Dr Schirra is an NMR spectroscopist with more than 20 years of experience and one of the leaders of NMR-based metabolomics in Australia. He studied Chemistry at the Johann-Wolfgang-Goethe University in Frankfurt, Germany, and received his PhD in Biochemistry from the Swiss Federal Institute of Technology (ETH) in Zurich (Switzerland), where he elucidated the solution structure of one of the major proteins catalysing protein folding in E.coli. In 1999, he joined the University of Queensland, and was awarded a prestigious Queensland Smart State Fellowship in 2005. In 2009 Dr Schirra became an independent Lecturer in the School of Chemistry and Molecular Biosciences at UQ, and in 2012 he joined UQ's Centre for Advanced Imaging, where he leads a multidisciplinary research program in metabolic regulation and systems biology.

The focus of Dr Schirra's scientific career from early scientific education to independent researcher has been to develop research skills and expertise in a number of areas at the interface between biology and chemistry, with the view that important biological problems require a multidisciplinary approach to reach a solution.
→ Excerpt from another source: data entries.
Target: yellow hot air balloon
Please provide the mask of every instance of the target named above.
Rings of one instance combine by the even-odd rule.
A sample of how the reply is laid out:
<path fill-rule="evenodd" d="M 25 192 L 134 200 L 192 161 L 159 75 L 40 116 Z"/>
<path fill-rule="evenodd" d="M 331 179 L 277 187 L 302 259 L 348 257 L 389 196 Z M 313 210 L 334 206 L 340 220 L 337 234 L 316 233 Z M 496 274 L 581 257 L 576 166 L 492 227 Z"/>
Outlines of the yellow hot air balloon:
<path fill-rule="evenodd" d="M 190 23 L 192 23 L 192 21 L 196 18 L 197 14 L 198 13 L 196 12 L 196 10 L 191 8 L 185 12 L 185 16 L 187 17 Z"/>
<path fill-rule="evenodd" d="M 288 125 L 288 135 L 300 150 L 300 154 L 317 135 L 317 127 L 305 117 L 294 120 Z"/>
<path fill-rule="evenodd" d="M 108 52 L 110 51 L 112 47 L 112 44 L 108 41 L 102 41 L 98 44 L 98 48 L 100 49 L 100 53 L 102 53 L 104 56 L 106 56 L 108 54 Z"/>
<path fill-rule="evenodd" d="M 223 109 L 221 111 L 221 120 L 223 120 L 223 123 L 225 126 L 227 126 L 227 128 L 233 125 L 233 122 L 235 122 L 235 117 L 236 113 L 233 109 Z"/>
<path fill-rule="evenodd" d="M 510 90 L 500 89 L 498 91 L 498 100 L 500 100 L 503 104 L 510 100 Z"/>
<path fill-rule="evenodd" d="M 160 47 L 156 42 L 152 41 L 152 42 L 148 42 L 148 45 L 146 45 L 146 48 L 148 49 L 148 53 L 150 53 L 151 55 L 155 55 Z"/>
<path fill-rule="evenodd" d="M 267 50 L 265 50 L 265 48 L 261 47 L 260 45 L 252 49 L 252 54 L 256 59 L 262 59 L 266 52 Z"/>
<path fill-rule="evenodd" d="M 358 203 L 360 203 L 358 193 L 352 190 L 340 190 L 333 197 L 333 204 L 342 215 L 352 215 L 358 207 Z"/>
His main field of research is Metabolic and Structural Systems Biology.

Dr Schirra uses the potential that NMR-based metabolomics offers as a platform technology for characterising the metabolome and investigating the impact of disease and environmental change. Specifically, Dr Schirra's current research focuses on elucidating the basic principles of metabolic regulation and the role it plays in fundamental biological processes, in the development of disease, and in the connection between genotype and phenotype. Part of this research theme is to push the boundaries of NMR-based metabolomics by integrating the technique with genomic and proteomic methods and by expanding the toolbox of computational methods to analyse metabolomic data.

Dr Schirra is Board Member of the Australian and New Zealand Society for Magnetic Resonance (ANZMAG) and editorial board member of the journals "International Scholarly Research Notices" and "Structural Biology".